Whatever it’s worth personally now, or whatever it could be worth in the future, it’s worth finishing it well. Take a step back as you near submission to know what you need to do to pass the viva. It doesn’t take much to prepare and there are lots of people who could help you.

Whatever your PhD is worth to you, it won’t cost a lot to be ready for your viva and secure your success.

Does The Viva Matter?

Yes.

You won’t get your PhD without passing, so it matters.

It may be that your examiners have very few issues with your thesis, no problems to tackle, but they still have to have a good discussion with you. The PhD is for you – the thesis is part of the proof that you have hit a certain high standard. So while the thesis could be convincing, you have to be too.

You have to pass on the day, but you already have to have passed many other challenges. You have to pass, but really you have to already be able to pass to get to the viva.

The viva matters, but don’t forget the journey you’ve completed to get there.

Awesome Anticlimax

I love hearing stories about vivas that were transformatively awesome for the candidate. Not only did they pass, not only did it go well, not only was it enjoyable – it was AMAZING!!!

I love hearing them, but occasionally there is still that little twinge of sadness thinking about my own. I passed, it went well, it wasn’t unenjoyable, but it wasn’t awesome. It wasn’t amazing. If anything it was an anticlimax.

I remember thinking afterwards, “Was that it?”

I think now, particularly if your viva is over video and you’re without a peer community around you to help you celebrate, there’s a chance that your viva could lean towards being an anticlimax rather than totally awesome. By comparison to 2020, the viva – this thing that gets hyped so much for so many reasons and in so many ways – might seem to drop in terms of significance.

Maybe. On the day, or the day after, or the week that follows, however long, there might be a time where your viva feels like an anticlimactic end to your PhD.

But pride will follow eventually.

You’ll recognise the achievement. You’ll realise, as you finally take a breath after it all, that this is something amazing.

I hope your viva is awesome, but if on the day it doesn’t quite hit the heights you were hoping for, I hope that the anticlimax is short-lived, and the awesomeness finds you soon.

Fractions

A PhD typically takes at least three years. A viva typically takes three hours at most.

Writing a thesis could take months of effort. Preparation for the viva takes maybe a few dozen hours.

The viva takes a fraction of the time you spend preparing for it.
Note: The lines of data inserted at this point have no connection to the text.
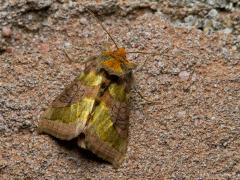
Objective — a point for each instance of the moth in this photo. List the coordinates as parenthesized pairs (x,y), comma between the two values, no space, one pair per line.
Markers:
(94,108)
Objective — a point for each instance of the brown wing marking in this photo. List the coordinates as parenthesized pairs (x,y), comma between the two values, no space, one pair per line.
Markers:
(68,114)
(106,134)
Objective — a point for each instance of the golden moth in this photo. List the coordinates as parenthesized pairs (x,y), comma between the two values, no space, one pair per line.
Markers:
(95,107)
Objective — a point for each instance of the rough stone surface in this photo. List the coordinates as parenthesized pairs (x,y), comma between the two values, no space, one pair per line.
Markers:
(194,130)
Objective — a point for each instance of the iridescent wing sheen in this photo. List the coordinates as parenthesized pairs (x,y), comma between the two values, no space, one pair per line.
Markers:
(106,133)
(69,112)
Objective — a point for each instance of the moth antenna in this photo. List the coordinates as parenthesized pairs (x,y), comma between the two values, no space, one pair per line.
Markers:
(152,53)
(101,24)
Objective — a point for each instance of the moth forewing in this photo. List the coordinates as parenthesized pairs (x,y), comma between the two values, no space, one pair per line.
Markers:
(68,114)
(95,106)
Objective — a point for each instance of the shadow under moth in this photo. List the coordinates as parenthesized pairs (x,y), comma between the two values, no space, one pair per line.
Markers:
(94,108)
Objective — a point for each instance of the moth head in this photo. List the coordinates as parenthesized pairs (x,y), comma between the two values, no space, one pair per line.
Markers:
(116,62)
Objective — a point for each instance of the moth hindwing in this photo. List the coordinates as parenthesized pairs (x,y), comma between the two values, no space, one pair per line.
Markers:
(95,107)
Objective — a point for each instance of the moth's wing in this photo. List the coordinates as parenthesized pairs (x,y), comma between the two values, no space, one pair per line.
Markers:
(106,134)
(68,114)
Preparation takes a fraction of the time spent writing your thesis – which in turn is only a fraction of the time you spend working towards your doctorate.

The fractions matter, but not as much as the whole they are part of: the viva is important, prep is important, but the real difference that helps you pass your PhD comes from the work you do over a long period of time.

Viva Expectations: Facts & Feelings

There are two kinds of expectations you might have for your viva, facts and feelings. In the swirl of thoughts about the end of the PhD, and anticipation for what might happen, it can be difficult to determine whether an expectation is one or the other.

Is it a fact that vivas are long, or is that a feeling?

Are you certain your examiners will be looking for problems or do you just believe it?

Reflect on whatever expectations you have. What do you think you know about the viva?

Which are facts? What do they then mean for your viva?

Which are feelings? What do they tell you about what you might need to do?

What can you do to fine-tune your expectations, to know more facts and to have better feelings for the viva?